Solange's album A Seat At The Table was nothing short of groundbreaking.
Her third album invited universal praise and, for many people, vocalised thoughts and feelings of women of colour across the US and the world.
And now A Seat at the Table Syllabus: The Truths of Young Women of Color is to be created in an attempt to further explore themes that the album touches on.
It is to be created by a collection of students and teachers from Wake Forest University in the US, alongside the writer Candice Benbow.
Solange's album's exploration of black female experience was only perhaps topped in the last year by her sister's album Lemonade which Benbow has already made into a syllabus called Lemonade Syllabus: A Collection of Works Celebrating Black Womanhood.
The Beyonce syllabus includes the work of Erykah Badu, Zora Neale Hurston, Chimamanda Ngozie Adichi, Bell Hooks and more.

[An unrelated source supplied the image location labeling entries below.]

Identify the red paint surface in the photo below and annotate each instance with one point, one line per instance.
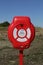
(16, 23)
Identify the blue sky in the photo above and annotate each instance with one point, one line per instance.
(31, 8)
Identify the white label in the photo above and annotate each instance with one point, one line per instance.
(21, 33)
(28, 33)
(15, 33)
(22, 39)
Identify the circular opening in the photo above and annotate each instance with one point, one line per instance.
(21, 33)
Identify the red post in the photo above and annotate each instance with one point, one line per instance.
(21, 57)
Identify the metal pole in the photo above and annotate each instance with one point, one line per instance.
(21, 57)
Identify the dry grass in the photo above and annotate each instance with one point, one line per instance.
(32, 56)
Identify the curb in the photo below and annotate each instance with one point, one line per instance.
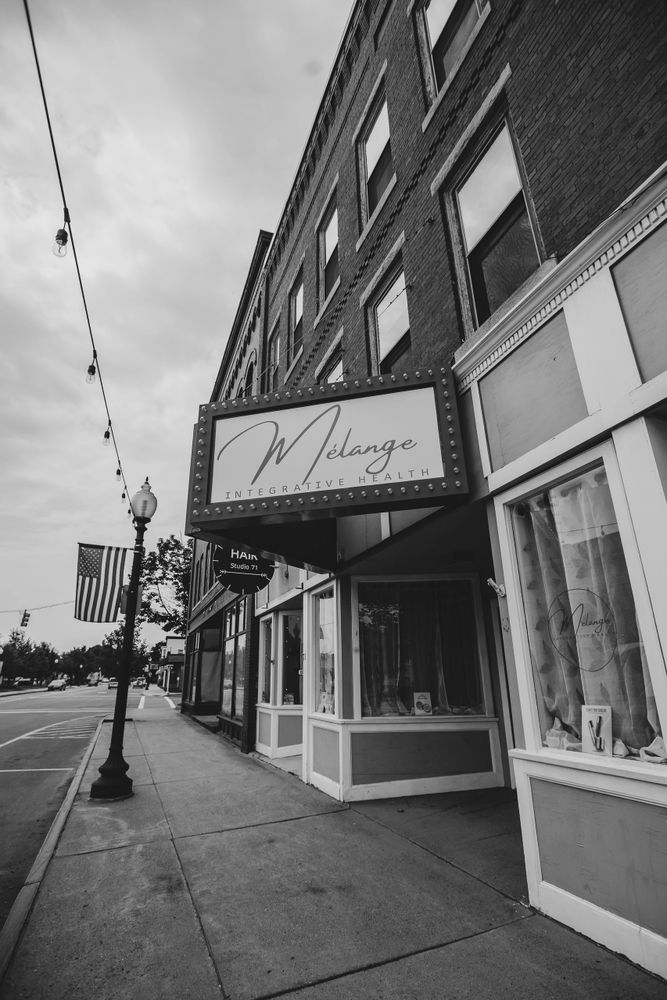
(18, 915)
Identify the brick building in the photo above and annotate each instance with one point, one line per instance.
(469, 268)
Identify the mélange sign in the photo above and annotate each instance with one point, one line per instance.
(382, 443)
(240, 569)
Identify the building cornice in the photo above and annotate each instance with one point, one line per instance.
(631, 222)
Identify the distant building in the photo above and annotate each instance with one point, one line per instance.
(441, 413)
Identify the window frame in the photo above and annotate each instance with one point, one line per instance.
(404, 343)
(362, 133)
(295, 325)
(434, 91)
(482, 653)
(605, 455)
(325, 294)
(469, 163)
(273, 362)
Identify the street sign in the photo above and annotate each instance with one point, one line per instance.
(241, 570)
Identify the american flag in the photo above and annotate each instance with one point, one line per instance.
(99, 581)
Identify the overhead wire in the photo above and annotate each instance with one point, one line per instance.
(95, 364)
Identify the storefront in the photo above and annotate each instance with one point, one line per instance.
(579, 531)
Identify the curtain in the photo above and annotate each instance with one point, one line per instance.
(582, 628)
(419, 638)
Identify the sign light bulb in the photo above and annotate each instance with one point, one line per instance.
(59, 248)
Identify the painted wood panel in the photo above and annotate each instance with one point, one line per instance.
(400, 756)
(264, 728)
(326, 760)
(290, 730)
(641, 284)
(604, 849)
(531, 396)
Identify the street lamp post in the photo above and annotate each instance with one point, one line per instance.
(114, 782)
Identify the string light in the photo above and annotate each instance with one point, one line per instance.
(59, 248)
(64, 237)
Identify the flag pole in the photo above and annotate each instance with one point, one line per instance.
(114, 782)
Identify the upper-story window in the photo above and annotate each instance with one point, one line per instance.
(390, 323)
(273, 360)
(375, 162)
(327, 247)
(295, 341)
(447, 27)
(498, 240)
(249, 380)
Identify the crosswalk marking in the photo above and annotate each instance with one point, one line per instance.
(79, 730)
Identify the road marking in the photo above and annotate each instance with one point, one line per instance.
(30, 770)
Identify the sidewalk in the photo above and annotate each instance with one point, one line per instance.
(226, 877)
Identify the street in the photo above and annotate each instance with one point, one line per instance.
(43, 737)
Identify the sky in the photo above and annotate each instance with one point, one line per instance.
(179, 125)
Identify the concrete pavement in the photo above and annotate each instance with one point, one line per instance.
(224, 876)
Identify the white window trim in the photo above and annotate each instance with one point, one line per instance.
(272, 680)
(454, 721)
(428, 60)
(313, 654)
(327, 301)
(370, 291)
(603, 454)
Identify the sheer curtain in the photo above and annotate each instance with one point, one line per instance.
(582, 627)
(419, 637)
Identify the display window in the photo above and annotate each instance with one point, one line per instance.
(234, 660)
(588, 662)
(420, 651)
(325, 626)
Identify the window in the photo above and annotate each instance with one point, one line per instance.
(418, 648)
(333, 371)
(273, 365)
(585, 644)
(447, 28)
(375, 163)
(499, 245)
(325, 625)
(249, 380)
(265, 661)
(295, 318)
(327, 240)
(292, 673)
(390, 324)
(234, 659)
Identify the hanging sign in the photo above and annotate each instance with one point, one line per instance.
(241, 570)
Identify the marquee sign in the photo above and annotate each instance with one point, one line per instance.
(381, 443)
(241, 570)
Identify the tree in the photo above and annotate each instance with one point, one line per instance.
(165, 579)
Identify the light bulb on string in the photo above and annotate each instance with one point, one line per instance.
(59, 248)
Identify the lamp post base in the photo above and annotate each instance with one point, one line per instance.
(113, 782)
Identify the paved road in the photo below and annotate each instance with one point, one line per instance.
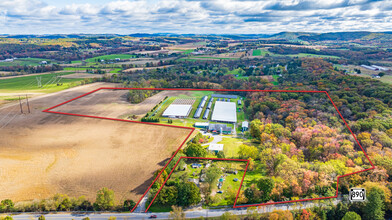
(189, 214)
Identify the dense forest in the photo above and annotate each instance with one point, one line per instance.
(299, 141)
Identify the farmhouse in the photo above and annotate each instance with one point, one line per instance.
(201, 125)
(215, 147)
(245, 126)
(224, 112)
(177, 111)
(224, 96)
(219, 129)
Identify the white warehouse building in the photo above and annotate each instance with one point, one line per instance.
(177, 111)
(224, 112)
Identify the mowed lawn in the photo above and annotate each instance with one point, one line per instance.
(313, 55)
(30, 83)
(23, 62)
(110, 57)
(231, 147)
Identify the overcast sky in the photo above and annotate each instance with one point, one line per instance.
(192, 16)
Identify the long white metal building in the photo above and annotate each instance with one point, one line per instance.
(224, 112)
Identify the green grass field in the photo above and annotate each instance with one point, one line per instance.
(261, 52)
(256, 52)
(30, 84)
(312, 55)
(23, 62)
(231, 146)
(193, 58)
(110, 57)
(276, 80)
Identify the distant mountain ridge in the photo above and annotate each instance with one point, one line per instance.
(290, 36)
(334, 36)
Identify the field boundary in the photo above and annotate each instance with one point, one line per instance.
(49, 110)
(202, 158)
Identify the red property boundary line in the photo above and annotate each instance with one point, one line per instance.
(49, 110)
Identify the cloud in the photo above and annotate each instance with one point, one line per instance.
(194, 16)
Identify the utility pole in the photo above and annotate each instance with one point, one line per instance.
(39, 81)
(20, 105)
(28, 105)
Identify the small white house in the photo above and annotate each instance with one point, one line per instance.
(215, 147)
(245, 126)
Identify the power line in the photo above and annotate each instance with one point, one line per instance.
(39, 81)
(28, 105)
(20, 104)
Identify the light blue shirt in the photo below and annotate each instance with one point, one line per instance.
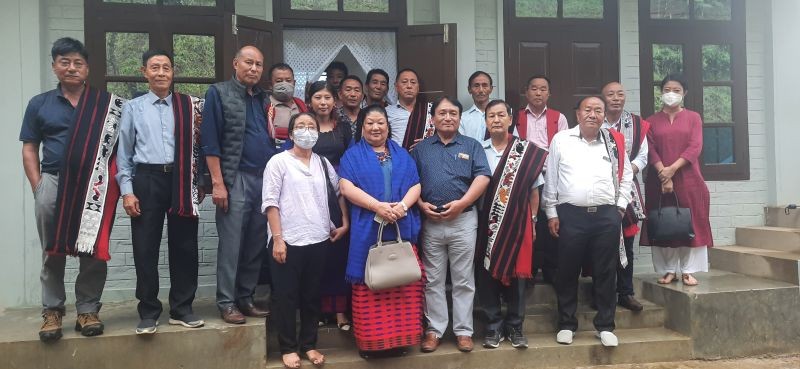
(146, 136)
(473, 123)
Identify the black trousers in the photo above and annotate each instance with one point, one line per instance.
(490, 291)
(154, 190)
(625, 275)
(594, 235)
(295, 285)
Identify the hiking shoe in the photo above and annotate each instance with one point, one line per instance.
(89, 324)
(188, 321)
(51, 328)
(517, 338)
(147, 326)
(493, 339)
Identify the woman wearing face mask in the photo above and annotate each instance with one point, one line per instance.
(296, 205)
(676, 141)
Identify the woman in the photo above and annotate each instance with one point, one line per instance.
(676, 141)
(380, 178)
(295, 201)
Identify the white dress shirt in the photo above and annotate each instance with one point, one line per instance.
(580, 173)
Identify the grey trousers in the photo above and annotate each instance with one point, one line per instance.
(452, 241)
(92, 273)
(242, 235)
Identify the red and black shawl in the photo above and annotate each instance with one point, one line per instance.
(505, 242)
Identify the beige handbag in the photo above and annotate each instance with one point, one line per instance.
(391, 264)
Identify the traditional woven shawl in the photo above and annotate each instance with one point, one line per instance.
(505, 243)
(87, 192)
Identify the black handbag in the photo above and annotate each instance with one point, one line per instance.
(670, 223)
(333, 201)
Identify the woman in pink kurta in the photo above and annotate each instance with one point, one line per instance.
(676, 141)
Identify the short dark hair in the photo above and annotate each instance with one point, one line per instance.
(362, 116)
(478, 73)
(438, 101)
(336, 65)
(68, 45)
(675, 77)
(496, 102)
(282, 66)
(375, 71)
(155, 52)
(537, 76)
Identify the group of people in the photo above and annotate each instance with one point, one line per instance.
(493, 194)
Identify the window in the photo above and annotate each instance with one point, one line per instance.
(704, 40)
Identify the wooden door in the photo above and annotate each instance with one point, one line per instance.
(577, 48)
(431, 51)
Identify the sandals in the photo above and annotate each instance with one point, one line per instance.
(668, 278)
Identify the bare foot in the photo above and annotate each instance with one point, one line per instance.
(291, 360)
(315, 357)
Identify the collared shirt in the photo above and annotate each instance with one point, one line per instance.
(473, 123)
(398, 120)
(300, 194)
(47, 121)
(146, 136)
(447, 171)
(580, 174)
(493, 156)
(537, 126)
(257, 149)
(640, 161)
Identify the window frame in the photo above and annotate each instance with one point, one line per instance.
(692, 34)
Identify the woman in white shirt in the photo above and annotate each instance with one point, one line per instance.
(295, 200)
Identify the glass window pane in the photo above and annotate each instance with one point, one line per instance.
(367, 6)
(669, 9)
(319, 5)
(717, 107)
(667, 59)
(583, 9)
(194, 89)
(536, 8)
(127, 90)
(716, 62)
(124, 53)
(718, 145)
(712, 9)
(194, 56)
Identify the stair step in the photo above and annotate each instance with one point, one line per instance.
(636, 346)
(757, 262)
(770, 238)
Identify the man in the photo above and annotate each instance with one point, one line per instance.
(376, 88)
(538, 123)
(74, 200)
(587, 188)
(473, 122)
(158, 174)
(453, 173)
(634, 129)
(506, 227)
(282, 103)
(408, 117)
(351, 96)
(237, 146)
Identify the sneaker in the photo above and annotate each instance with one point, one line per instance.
(607, 338)
(493, 339)
(51, 327)
(188, 321)
(564, 336)
(89, 324)
(517, 338)
(147, 326)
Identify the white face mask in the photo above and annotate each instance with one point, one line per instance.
(306, 138)
(671, 98)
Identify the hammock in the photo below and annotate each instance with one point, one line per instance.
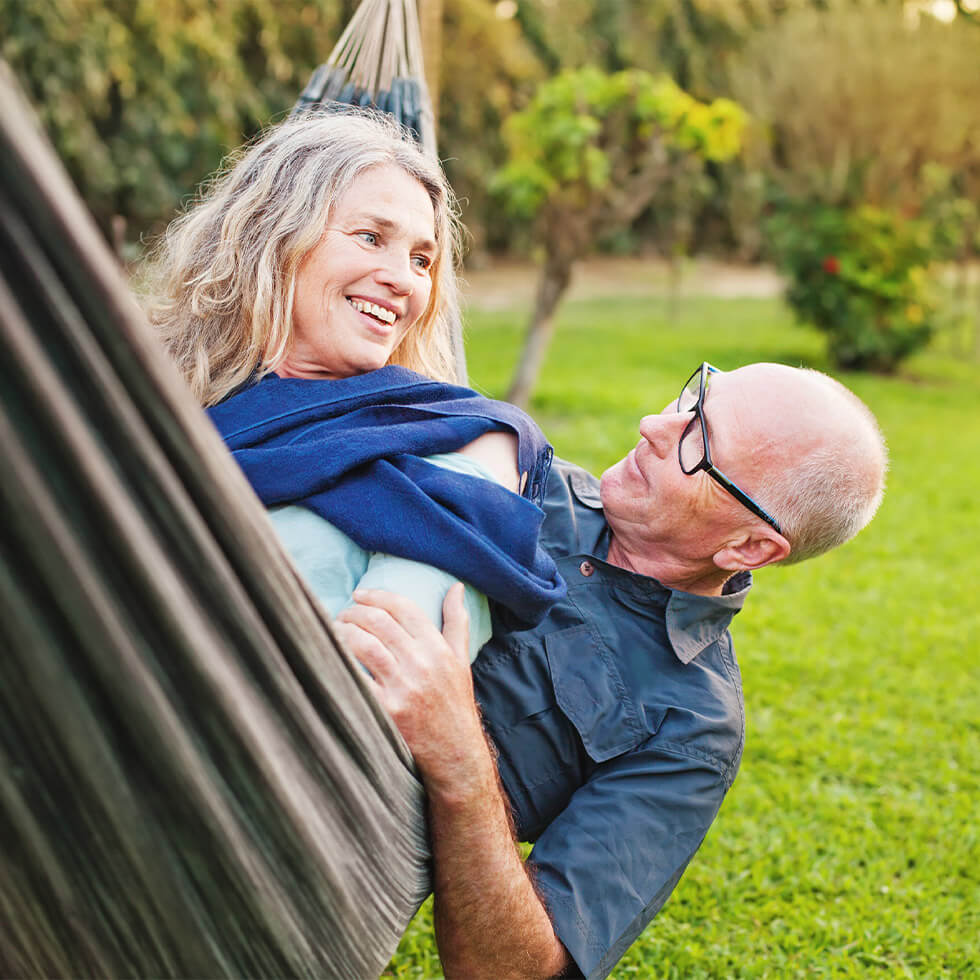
(378, 62)
(194, 780)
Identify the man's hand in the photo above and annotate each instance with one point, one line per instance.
(422, 677)
(489, 921)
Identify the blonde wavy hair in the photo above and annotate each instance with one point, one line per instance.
(219, 285)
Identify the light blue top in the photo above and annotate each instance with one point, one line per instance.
(334, 566)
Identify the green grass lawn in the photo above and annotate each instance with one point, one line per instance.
(849, 845)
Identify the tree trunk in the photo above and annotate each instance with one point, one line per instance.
(555, 278)
(430, 24)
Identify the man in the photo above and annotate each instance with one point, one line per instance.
(616, 726)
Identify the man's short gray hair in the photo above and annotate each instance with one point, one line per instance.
(835, 489)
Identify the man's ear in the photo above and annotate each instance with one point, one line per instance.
(754, 549)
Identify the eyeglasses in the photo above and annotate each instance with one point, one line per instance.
(693, 450)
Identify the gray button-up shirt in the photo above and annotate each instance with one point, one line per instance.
(619, 725)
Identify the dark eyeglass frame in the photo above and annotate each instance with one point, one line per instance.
(705, 370)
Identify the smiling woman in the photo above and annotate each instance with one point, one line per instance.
(292, 296)
(367, 281)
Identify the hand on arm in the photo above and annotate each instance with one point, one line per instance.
(489, 920)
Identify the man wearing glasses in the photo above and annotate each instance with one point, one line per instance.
(615, 727)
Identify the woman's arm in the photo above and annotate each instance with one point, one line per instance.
(489, 920)
(497, 451)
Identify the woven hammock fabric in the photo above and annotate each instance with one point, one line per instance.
(194, 779)
(378, 62)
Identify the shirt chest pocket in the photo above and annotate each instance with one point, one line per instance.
(591, 694)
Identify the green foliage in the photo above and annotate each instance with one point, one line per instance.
(848, 847)
(143, 98)
(856, 103)
(861, 277)
(585, 132)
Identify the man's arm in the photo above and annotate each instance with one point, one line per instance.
(489, 920)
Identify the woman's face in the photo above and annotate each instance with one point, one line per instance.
(367, 281)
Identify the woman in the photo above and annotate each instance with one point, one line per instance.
(293, 297)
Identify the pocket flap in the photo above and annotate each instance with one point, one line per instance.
(591, 693)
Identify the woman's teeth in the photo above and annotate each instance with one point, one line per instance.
(379, 312)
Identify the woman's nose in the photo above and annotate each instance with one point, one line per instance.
(396, 272)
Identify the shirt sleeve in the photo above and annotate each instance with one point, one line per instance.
(604, 880)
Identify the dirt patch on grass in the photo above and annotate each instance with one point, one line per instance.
(507, 284)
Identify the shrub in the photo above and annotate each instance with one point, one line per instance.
(861, 276)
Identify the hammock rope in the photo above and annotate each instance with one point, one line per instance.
(194, 778)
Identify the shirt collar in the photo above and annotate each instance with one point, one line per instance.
(694, 622)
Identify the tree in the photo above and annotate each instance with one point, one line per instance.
(142, 99)
(586, 156)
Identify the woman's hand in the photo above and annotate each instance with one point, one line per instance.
(422, 677)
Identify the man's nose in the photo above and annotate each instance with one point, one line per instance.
(662, 431)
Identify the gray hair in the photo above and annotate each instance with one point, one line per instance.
(836, 488)
(220, 284)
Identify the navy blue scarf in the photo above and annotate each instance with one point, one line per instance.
(351, 451)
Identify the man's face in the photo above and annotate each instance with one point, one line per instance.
(651, 503)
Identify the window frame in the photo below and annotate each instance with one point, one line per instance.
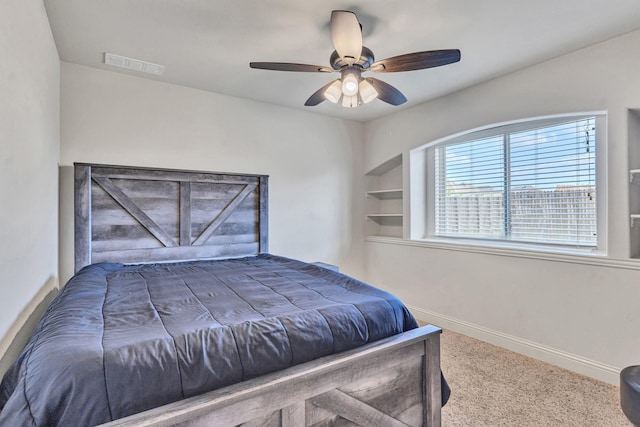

The new Solange Syllabus sates on its website:
At the beginning this new year, and as we witness the inauguration of a new president we invite young women of color, ages 16-30, to have a seat at the table by helping us collect the texts, music, and visual art that speak to our experiences.
It wants to emulate a democratic system of giving as many people as possible a seat at the table discussing the album and its wider political and personal implications.
To help people think about what to submit they have listed the themes they believe the album discusses, 'resisting racism', 'understanding gender and sexuality', 'the role of relationships' and 'nurturing ourselves'.
There is also to be a section for elementary and middle school students called 'A Seat At The Lunch Table' to introduce ideas of identity to younger girls.
In a recent interview Solange said this of the song 'Cranes In The Sky,
So much of that song to me also became a song for community, and so many things specifically that I know black girls are working through and I know black women are working through. It became a different story.
The Solange syllabus will hopefully extend the narrative to include an even larger community of women.